I use DIY yeast CO2 for my heavily planted tank. I do regular weekly water changes and dose fertilizers as discussed in many other topics and also make the tests for the water parameters paranoidly. I have read from many topics that yeast CO2 is not an efficient way of adding CO2 to the tank. I use a 5 lt. bottle with a few grams of yeast and at least 100 grams of sugar at startup and 1 spoon added every 4 or 5 days or sometimes a week to the mixture. Regarding to the CO2 charts everywhere ( I found at least 3 or more charts and also another xls file from Chris Rolson) and my readings of my tank parameters my co2 nver gets lover than 40ppm. May it be possible or there is something which I do not take to account. My readings are as follows:
pH:6.5 - gH:9-10 - kH:6-7

I do not see any stress at fishes even I have read that more than 30 in long term may be problem for fishes (and I have a good load fishes) and plants are pearling very good. 

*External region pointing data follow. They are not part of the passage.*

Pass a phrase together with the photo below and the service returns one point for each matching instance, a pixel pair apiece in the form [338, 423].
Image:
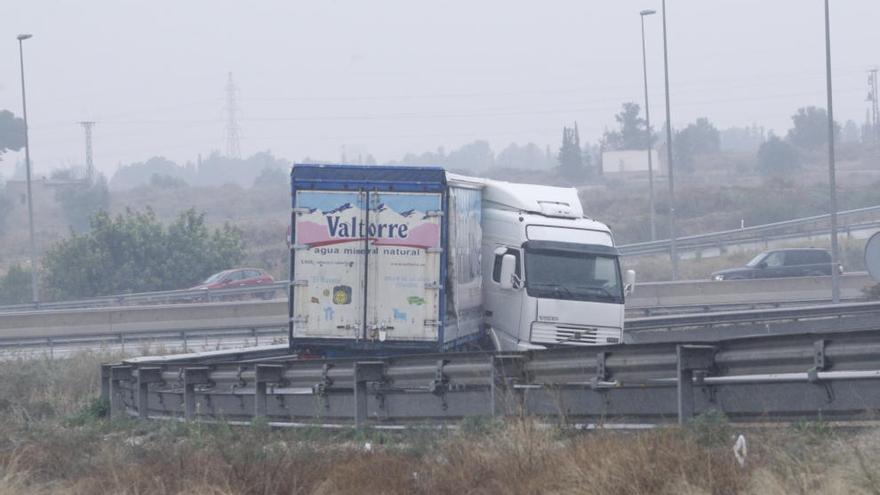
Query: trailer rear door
[329, 264]
[404, 267]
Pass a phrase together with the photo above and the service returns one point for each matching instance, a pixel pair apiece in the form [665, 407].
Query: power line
[90, 165]
[233, 149]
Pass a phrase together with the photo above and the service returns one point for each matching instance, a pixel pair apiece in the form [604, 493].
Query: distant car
[238, 278]
[800, 262]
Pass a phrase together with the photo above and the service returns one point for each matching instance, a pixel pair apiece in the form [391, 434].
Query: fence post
[365, 371]
[265, 374]
[191, 378]
[691, 358]
[507, 371]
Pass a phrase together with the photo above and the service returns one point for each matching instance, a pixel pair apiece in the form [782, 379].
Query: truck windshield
[756, 260]
[571, 275]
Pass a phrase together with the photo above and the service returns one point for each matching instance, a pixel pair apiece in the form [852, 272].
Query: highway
[202, 326]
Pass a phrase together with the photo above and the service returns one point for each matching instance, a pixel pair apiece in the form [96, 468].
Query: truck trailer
[389, 259]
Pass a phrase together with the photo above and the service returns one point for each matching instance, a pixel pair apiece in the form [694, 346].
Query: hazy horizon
[395, 77]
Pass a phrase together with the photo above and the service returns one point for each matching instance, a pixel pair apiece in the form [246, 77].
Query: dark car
[801, 262]
[238, 278]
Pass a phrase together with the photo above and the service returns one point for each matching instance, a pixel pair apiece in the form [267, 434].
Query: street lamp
[832, 181]
[673, 252]
[27, 160]
[642, 15]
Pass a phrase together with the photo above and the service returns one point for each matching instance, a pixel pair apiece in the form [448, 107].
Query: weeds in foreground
[61, 442]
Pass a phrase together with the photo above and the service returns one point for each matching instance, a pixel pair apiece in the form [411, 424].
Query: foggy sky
[393, 76]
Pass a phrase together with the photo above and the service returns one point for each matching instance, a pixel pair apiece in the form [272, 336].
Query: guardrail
[804, 377]
[708, 295]
[118, 322]
[756, 233]
[718, 326]
[267, 291]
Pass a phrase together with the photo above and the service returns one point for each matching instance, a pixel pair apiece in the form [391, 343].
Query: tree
[271, 177]
[777, 159]
[11, 132]
[141, 173]
[810, 129]
[571, 164]
[472, 156]
[15, 286]
[850, 132]
[5, 209]
[80, 199]
[632, 134]
[133, 252]
[700, 137]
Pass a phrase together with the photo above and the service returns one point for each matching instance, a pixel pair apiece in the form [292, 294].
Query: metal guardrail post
[105, 383]
[365, 371]
[507, 371]
[146, 376]
[191, 378]
[691, 358]
[118, 374]
[265, 374]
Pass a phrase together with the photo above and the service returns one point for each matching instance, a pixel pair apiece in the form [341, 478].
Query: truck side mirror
[629, 282]
[508, 271]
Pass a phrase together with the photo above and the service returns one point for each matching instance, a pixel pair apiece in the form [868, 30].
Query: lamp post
[673, 252]
[832, 181]
[27, 160]
[648, 146]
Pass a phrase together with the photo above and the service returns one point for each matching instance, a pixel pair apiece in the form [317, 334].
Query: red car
[238, 277]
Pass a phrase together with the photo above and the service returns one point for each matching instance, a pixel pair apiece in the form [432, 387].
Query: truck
[391, 259]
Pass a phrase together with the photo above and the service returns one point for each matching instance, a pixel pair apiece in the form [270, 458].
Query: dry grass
[51, 441]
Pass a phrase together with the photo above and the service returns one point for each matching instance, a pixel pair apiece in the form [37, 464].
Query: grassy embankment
[54, 441]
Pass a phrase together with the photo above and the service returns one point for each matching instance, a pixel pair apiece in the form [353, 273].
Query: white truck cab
[553, 276]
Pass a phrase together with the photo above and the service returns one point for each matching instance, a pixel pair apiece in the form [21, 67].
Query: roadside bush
[15, 286]
[134, 252]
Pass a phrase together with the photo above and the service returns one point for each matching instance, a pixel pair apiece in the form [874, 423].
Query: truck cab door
[404, 266]
[503, 307]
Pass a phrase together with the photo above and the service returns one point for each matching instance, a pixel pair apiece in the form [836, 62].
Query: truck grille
[565, 334]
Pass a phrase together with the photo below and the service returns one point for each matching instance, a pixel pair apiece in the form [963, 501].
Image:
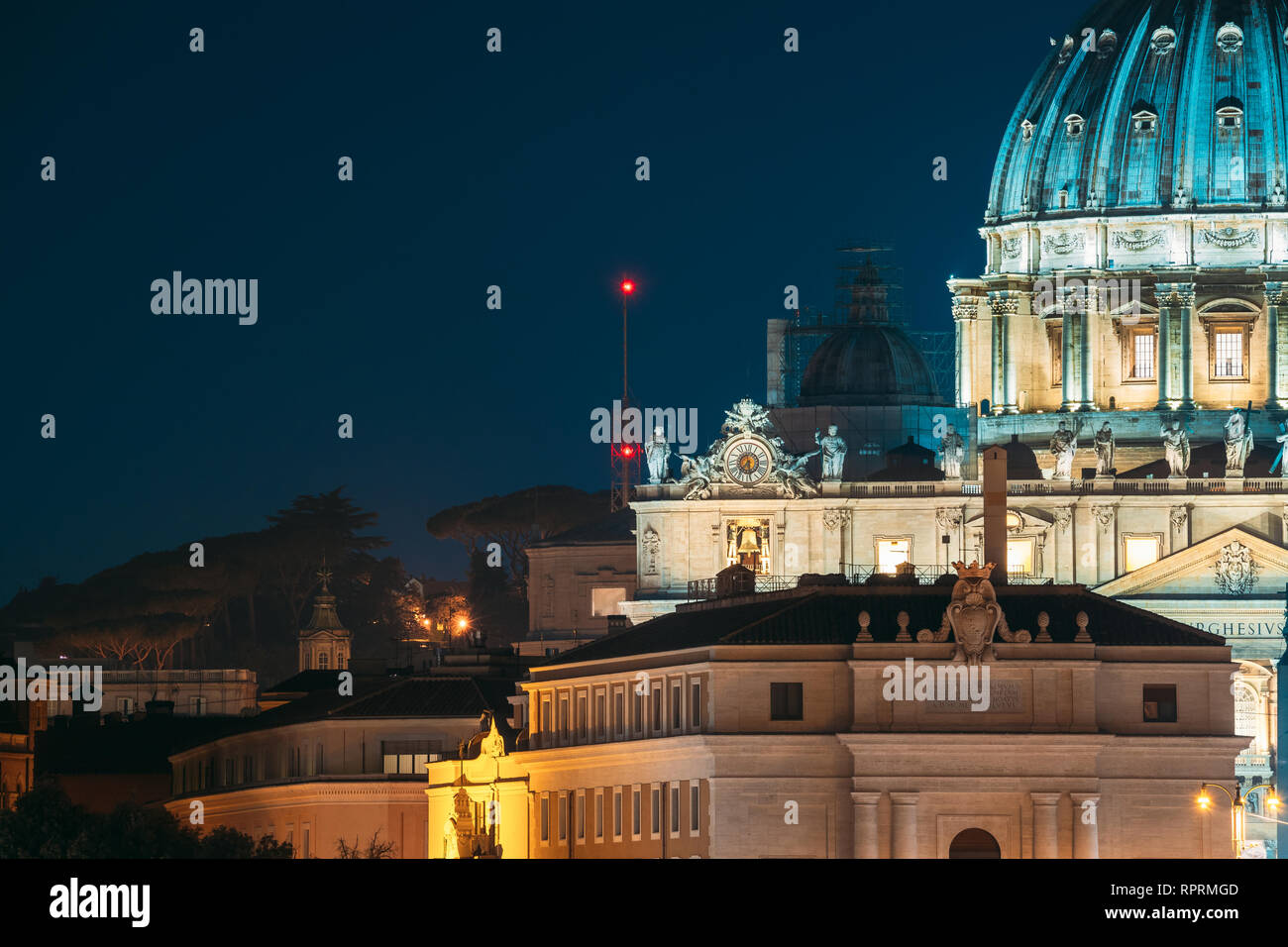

Waiting to hear for your comments.
YILDIRIM


----------



## Bert H (Mar 2, 2004)

The problem with diy is the fact that it can be so variable depending on the status of the culture. Having said that, many people use it on tanks up to 55gal and are very happy with it. You don't mention how big your tank is, but your levels are quite high. Actually using Chuck's calculator with your pH of 6.5 and KH at 6.5, you have 61ppm of CO2. You say your fish aren't stressed, I'd be careful if I were you. Or perhaps your test kits are off.

Bottom line is if it's working for you, you're OK. But if your CO2 levels are indeed that high, I would be concerned especially at night, and with such a high fish load. HTH.


----------



## Sir_BlackhOle (Jan 25, 2004)

You could try cutting off the co2 at night just to be on the safe side.


----------



## C_perugiae (Feb 26, 2004)

You might want to double check those test results with someone else's test kits, or see if you can get LFS to look at your water for ya. I would think a CO2 concentration at 61ppm would prompt your fish to climb out of the tank and slap you around a bit.  I accidentally bumped my concentration up to 43 ppm this summer (in one of my less intelligent moments) and killed a bunch of ghost shrimp in about four hours. I can't imagine fish could all that much more hardy, unless you have a tank full of Bettas...


----------



## yildirim (Nov 25, 2004)

*CO2 question continues*

Hello again,

My tank is 120lt-32g and 132w (6500k&1000K) and it is on from 9AM to 12midnight with a 2 hours of midday break (13hours). I have a good amount of neons and rasporas in it. Since the beginning of the year my CO2 levels are this high and I haven't seen a death or stress even early in the morning before the plants start pearling. So I have never considered to unplug it from the tank. (I'm also planning to switch to pressurized setup in a month.) I used test solutions with known parameters and I got the correct readings. So for now I'm sure of the readings. What I'm mostly concerned is to know:
i. if yeast co2 may produce this high levels of co2 (I have given the details at my previous post)
ii. if there may be some other factors affecting the formula used to derive co2 amount from ph and kh.
iii. if I switch to pressurized setup can I still use intake of my Eheim canister as a reactor (I do not want to place any objects in my tank)

Thanks,
YILDIRIM


----------



## yildirim (Nov 25, 2004)

*CO2 question continues*

Hello again,

Any comments for my three questions at my last post ????

Thanks,
YILDIRIM


----------



## Bert H (Mar 2, 2004)

1. I had diy on a 29 gal before I switched to pressurized and my levels never got that high, that's not to say yours can't.

2. Anything that affects pH will throw off your readings, such as buffers. Otherwise, I believe it is thought that often you will actually have an underestimation of your co2 levels rather than overestimation using the kh/ph relationship. Bottom line here is if your fish are ok, I wouldn't worry about it.

3. Why not build a simple reactor and plumb it in line to your filter. Nothing extra in your tank and the efficiency is much higher. People have reported some issues with using the cannister as the reactor. 

HTH.


----------



## yildirim (Nov 25, 2004)

*co2 reactor question*

Hello Bert,

Thanks for your reply. Can you give me some details or a link how to build that
simple reactor which I can plumb it in line to my filter.

YILDIRIM


----------



## Bert H (Mar 2, 2004)

Yildirim,
Look here for Gomer's reactor. You can go cheaper if you use regular pvc instead of the clear one for the center. Then just plumb it into the return side of your filter, ie, rather than have the return hose go directly into the tank, have it go through the reactor first, then the tank. These systems work great with cannister filters.


----------